Alors que la fin de l’année approche, les prévisions macroéconomiques se précisent. Malgré de nouvelles dépenses destinées à soutenir le pouvoir d’achat, le déficit public de la France en 2022 devrait être légèrement moins élevé que prévu, à 4,9 % contre 5 % pour la précédente estimation, selon un deuxième budget rectificatif dont les grandes lignes ont été présentées mardi par Bercy.

Des recettes fiscales meilleures qu’attendu, ainsi que certaines dépenses en baisse, permettent de réduire le déficit de 4,6 milliards d’euros. Le gouvernement table en outre en 2022 sur une croissance de 2,7 % du PIB et un taux d’inflation à 5,4 %.

Une rallonge pour France compétences

« 2022 n’est pas seulement l’année du combat contre la vie chère, c’est aussi l’année du combat pour des comptes bien tenus », a assuré le ministre des Comptes publics Gabriel Attal.
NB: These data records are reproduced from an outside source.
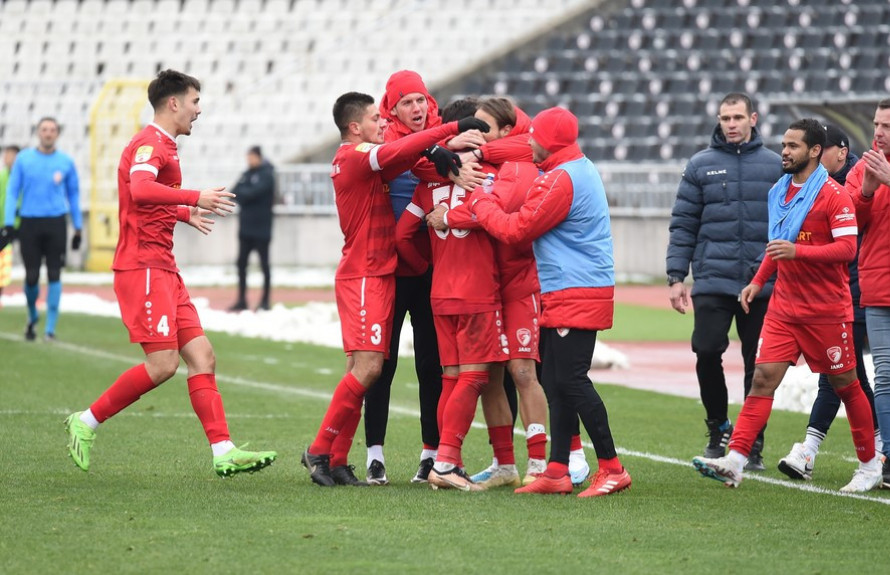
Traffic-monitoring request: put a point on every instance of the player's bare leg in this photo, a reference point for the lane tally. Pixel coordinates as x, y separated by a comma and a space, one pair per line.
533, 412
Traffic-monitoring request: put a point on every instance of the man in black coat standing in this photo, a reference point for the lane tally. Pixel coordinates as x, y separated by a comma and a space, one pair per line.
255, 194
719, 230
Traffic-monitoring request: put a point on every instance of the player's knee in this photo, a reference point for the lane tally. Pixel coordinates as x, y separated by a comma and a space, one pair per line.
523, 374
162, 368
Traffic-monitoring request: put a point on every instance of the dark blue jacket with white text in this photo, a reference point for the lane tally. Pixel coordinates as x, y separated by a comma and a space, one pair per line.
720, 217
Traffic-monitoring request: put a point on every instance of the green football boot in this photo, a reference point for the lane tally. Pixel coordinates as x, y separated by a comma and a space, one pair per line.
238, 461
80, 440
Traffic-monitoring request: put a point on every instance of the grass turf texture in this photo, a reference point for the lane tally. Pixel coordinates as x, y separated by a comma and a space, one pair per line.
151, 502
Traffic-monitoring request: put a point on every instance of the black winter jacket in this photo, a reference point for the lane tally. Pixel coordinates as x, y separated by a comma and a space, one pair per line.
255, 193
720, 218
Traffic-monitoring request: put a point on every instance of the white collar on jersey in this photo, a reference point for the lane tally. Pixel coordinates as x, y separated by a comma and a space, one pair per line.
163, 131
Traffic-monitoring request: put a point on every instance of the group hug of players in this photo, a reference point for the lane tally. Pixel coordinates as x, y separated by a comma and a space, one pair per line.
486, 182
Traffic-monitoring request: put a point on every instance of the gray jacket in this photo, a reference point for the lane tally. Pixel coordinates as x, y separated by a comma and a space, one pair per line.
720, 218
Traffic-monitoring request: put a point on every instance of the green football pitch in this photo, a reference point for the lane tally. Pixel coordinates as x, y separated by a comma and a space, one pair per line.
151, 503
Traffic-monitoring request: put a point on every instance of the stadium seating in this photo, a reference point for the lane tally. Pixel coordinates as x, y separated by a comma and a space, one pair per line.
270, 69
642, 75
668, 60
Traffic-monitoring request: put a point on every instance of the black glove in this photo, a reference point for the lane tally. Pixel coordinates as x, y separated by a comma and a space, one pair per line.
444, 159
472, 123
7, 234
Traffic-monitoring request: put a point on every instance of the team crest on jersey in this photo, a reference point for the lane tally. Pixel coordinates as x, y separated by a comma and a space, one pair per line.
523, 336
834, 353
143, 154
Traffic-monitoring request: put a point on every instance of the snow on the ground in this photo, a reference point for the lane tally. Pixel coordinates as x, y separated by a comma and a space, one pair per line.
212, 276
318, 322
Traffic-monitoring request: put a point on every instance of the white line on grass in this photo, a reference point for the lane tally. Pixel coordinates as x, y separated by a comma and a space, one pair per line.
277, 388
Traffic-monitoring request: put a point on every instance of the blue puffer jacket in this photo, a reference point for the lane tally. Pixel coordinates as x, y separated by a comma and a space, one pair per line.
720, 218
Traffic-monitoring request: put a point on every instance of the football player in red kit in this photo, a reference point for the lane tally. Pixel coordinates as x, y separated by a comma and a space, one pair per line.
466, 304
520, 297
155, 305
812, 237
365, 281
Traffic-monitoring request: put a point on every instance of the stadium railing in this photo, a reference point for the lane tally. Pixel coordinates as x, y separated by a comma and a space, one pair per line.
632, 189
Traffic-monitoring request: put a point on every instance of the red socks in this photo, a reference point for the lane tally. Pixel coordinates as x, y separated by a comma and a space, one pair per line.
458, 414
207, 403
343, 442
346, 401
129, 387
859, 416
501, 437
754, 415
556, 470
537, 446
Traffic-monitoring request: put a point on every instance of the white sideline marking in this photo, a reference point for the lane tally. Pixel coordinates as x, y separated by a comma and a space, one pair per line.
277, 388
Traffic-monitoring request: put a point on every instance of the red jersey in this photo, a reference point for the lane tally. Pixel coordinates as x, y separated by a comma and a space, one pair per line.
516, 262
465, 276
359, 172
150, 199
814, 286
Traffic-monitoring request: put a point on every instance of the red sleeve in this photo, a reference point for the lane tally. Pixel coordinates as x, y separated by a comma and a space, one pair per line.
547, 204
148, 192
462, 218
842, 249
183, 214
409, 255
425, 171
854, 186
396, 157
511, 148
767, 268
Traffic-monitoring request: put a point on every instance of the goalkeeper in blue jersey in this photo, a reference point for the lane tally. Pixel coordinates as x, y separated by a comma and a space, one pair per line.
45, 181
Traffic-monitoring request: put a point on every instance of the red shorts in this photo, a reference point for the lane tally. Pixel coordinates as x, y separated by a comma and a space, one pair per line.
470, 338
155, 305
366, 306
521, 319
827, 348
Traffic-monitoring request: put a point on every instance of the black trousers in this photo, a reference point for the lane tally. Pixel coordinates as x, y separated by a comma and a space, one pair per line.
43, 239
570, 393
827, 402
412, 296
245, 246
710, 338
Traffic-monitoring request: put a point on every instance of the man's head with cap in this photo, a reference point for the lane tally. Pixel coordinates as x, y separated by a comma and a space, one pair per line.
407, 100
552, 130
837, 146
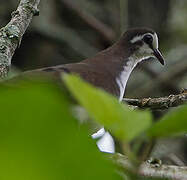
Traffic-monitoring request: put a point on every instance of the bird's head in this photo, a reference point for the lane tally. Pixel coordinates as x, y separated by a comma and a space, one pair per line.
142, 44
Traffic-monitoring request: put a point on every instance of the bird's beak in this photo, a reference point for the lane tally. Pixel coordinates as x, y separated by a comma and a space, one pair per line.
159, 56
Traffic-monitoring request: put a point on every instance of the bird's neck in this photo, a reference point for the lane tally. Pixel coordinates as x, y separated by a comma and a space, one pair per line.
119, 64
124, 73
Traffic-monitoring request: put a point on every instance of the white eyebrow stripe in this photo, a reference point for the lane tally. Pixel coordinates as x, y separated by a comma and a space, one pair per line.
136, 38
155, 41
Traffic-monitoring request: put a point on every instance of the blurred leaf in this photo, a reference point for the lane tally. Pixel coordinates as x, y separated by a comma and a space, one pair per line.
40, 140
124, 123
173, 123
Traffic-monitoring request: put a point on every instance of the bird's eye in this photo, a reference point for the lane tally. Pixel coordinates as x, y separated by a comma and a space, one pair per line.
148, 39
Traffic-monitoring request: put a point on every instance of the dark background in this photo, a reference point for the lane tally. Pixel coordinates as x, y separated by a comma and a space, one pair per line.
71, 30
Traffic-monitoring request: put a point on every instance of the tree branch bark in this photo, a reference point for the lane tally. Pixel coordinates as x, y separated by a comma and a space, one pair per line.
12, 33
152, 170
159, 103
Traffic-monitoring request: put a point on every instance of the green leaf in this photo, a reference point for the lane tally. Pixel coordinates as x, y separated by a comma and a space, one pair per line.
173, 123
124, 123
40, 139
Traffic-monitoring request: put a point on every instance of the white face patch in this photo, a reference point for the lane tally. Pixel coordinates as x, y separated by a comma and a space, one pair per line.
136, 38
140, 37
145, 51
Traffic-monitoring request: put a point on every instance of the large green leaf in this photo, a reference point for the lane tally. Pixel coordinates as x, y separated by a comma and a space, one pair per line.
40, 140
173, 123
124, 123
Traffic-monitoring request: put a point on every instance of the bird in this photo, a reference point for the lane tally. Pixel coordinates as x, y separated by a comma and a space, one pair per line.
110, 69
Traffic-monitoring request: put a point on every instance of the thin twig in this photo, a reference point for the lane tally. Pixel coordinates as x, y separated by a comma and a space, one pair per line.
11, 34
159, 103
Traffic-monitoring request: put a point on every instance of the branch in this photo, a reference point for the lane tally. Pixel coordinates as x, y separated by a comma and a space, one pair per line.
173, 73
11, 34
152, 170
159, 103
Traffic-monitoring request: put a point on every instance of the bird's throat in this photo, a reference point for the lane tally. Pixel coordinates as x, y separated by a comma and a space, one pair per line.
123, 75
Ce deuxième budget rectificatif pour 2022, trois mois après l’adoption du premier, baptisé alors « paquet pouvoir d’achat », « est vraiment dans le même esprit » et a comme « objectif principal de financer des mesures de pouvoir d’achat pour les Français », selon le ministère de l’Economie et des Finances.

Il comprendra notamment les récentes annonces sur le versement d’un nouveau chèque énergie pour les plus modestes, d’un montant de 1,5 milliard d’euros, et le prolongement de la ristourne à la pompe jusqu’au 15 novembre, pour 440 millions d’euros. Le texte contiendra également l’enveloppe de 275 millions d’euros annoncée pour aider les universités et les organismes de recherche à faire face à la flambée des coûts de l’énergie, et celle de 200 millions d’euros pour les dépenses de carburant du ministère des Armées. France compétences (le régulateur de l’alternance et de la formation professionnelle) se voit également attribuer une rallonge de deux milliards d’euros.

Des impôts qui rapportent plus que prévu

Bercy se réjouit en outre de « quelques bonnes surprises sur certaines recettes », avec un impôt sur les sociétés et un impôt sur le revenu qui devraient chacun rapporter deux milliards d’euros de plus que ce qui avait été anticipé cet été. Le prélèvement sur recettes à destination de l’Union européenne sera en outre plus faible que prévu, de l’ordre de deux milliards d’euros également.

Les comptes publics profiteront également de dépenses en baisse. Par exemple, du fait d’un nombre de défauts moins élevé qu’estimé des prêts garantis par l’Etat, octroyés au plus fort de la crise du Covid-19, le gouvernement pourra reprendre environ deux milliards d’euros qui étaient prévus pour faire face aux impayés.

Le budget rectificatif doit être présenté ce mercredi en Conseil des ministres, puis le ministre de l’Economie Bruno Le Maire et Gabriel Attal seront auditionnés jeudi au Sénat sur le texte, le second étant en outre convié à s’exprimer mercredi en milieu de journée devant la commission des Finances de l’Assemblée nationale. L’examen débutera ensuite au Palais-Bourbon le 7 novembre, puis le 14 au Sénat.